Do you want to set a comment? Self explanatory, place your keywords here to find them easier, though I couldn't tell you exactly how to view them. This is just a comment, your keywords will still work regardless.
Do you want to train only one of unet and text encoder?: answering No to train both just works, definitely training both helps but also test it out.
Do you want to save a txt file that contains a list of all tags?: self explanatory, up to you.
Do you want to use caption dropout? No for style, might be useful for characters and concepts.
(!)Do you want to use a noise offset?: it'll make your images brighter and darker during the noising and denoising training process. Like it says, it can help with lighting specific prompts. Try it out.
Do you want to queue another training?: self explanatory.
That's it, you should see the command line start doing its thing, and a progress bar that will tell you when the process is done.
It will also tell you any errors it found, like out of memory issues. A common error I've committed is not picking the right images folder.
Note that the only steps that let you cancel the process and show a "Do you wish to cancel?" pop up are the ones where you pick folders. If you screw up one of the options, you'll have to redo everything. If you messed up, you can just close the Command Line window and restart the script.
Once you're done, you'll find your LoRA and its epochs, if applicable, inside the folder you specified as the output folder.
You can convert them to .safetensors using the Model Converter extension.
First, if your LoRAs are in .pt format, then you need to rename them to a .ckpt extension first. If they're already in .ckpt, then you don't need to rename them.
Then, put them in the root of
stable-diffusion-webui\models\Stable-diffusion and use the Model Converter extension to save them as safetensors format and FP16.
More details on how to use the Model Converter extension here:
First you need to know exactly which model was used as a base to train the model you want to extract its LoRA from, possibly even down to if it was an FP32 or FP16 model, and pruned or unpruned. You need to have that base model and the model you want to extract the LoRA from in the same folder.

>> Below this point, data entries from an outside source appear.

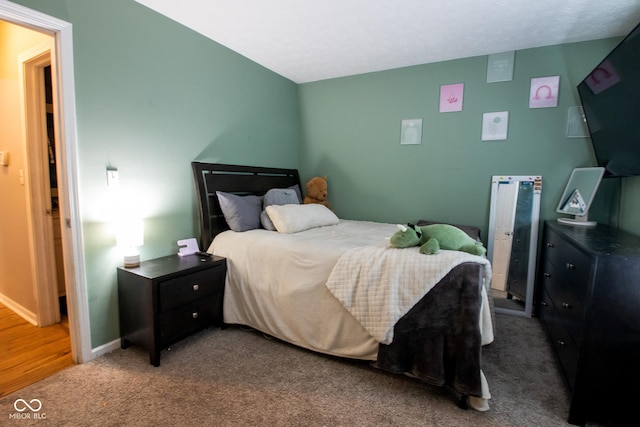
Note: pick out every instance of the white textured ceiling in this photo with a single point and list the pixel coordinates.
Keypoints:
(315, 40)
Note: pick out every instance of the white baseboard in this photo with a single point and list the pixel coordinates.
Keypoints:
(105, 348)
(20, 310)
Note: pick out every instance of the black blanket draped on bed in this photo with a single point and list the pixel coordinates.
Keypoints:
(439, 339)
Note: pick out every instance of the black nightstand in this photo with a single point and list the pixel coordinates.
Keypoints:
(166, 299)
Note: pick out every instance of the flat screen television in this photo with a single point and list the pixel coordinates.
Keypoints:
(610, 97)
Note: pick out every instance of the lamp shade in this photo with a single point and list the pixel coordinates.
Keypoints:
(129, 236)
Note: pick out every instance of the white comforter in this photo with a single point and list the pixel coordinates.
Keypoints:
(276, 283)
(380, 284)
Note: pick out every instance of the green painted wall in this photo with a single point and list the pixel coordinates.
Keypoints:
(152, 96)
(351, 133)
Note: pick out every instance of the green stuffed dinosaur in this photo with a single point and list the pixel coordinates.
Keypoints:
(432, 238)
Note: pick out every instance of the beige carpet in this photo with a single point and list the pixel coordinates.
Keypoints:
(234, 377)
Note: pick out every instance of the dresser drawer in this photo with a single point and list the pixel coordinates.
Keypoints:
(569, 307)
(572, 265)
(188, 318)
(182, 290)
(567, 351)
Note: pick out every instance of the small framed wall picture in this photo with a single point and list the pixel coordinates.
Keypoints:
(495, 126)
(411, 132)
(500, 67)
(544, 92)
(451, 97)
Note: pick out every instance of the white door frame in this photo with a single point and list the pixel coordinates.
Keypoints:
(72, 242)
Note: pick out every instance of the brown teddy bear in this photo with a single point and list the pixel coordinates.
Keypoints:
(317, 191)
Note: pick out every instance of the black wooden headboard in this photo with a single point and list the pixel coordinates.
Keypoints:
(241, 180)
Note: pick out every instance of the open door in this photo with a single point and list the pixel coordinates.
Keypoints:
(37, 180)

There are three ways to do this.
If you already use the Kohya repo.
Activate your venv with
networks\extract_lora_from_models.py --save_precision fp16 --save_to "result_name.safetensors" --model_org "model_base.safetensors" --model_tuned "model_tuned.safetensors" --dim 32
result_name.safetensors with the name you want the LoRA to have.
model_base.safetensors with the model base, this can be SD 1.5, NAI, Anything, etc.

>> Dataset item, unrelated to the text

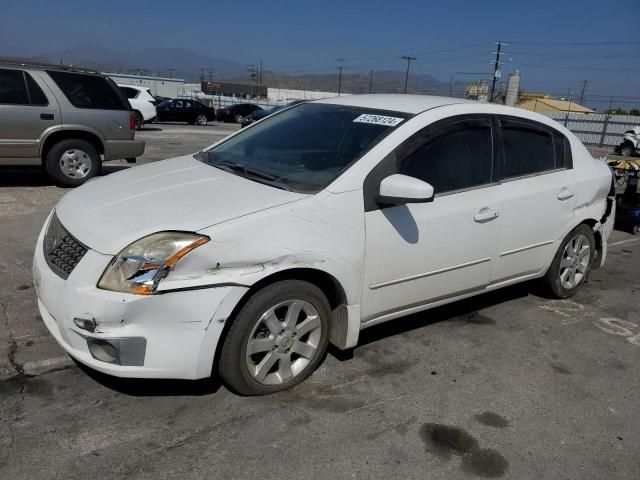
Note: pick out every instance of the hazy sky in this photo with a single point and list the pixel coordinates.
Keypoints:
(556, 44)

model_tuned.safetensors with the model the LoRA will be extracted from
Replace the number in
--dim 32 with the size of the dim you want, remember this will impact file size. Sometimes higher might be needed, sometimes lower might be enough.
Your model files should either be in
sd-scripts\networks or if they're in a different folder, make sure it's in quotes like this:
If you use the Gradio UI
There should be a dedicated tab for it. The instructions should be self explanatory.
Use the LoRA extractor script
Use the installer .bat, it'll setup everything inside the folder its run from. Note it'll install its own Python dependencies which might cause issues, you might want to make a Python venv for it before running the .bat. If you manually installed the Kohya repo, you already know how to:
python -m venv --system-site-packages venv then
.\venv\Scripts\activate and run the .bat.
If everything worked, you'll get a LoRA that will do the same thing the big Dreambooth model did. If you didn't match the base model, you'll get some sort of LoRA that will still do something, but it might not be exactly what the original model did.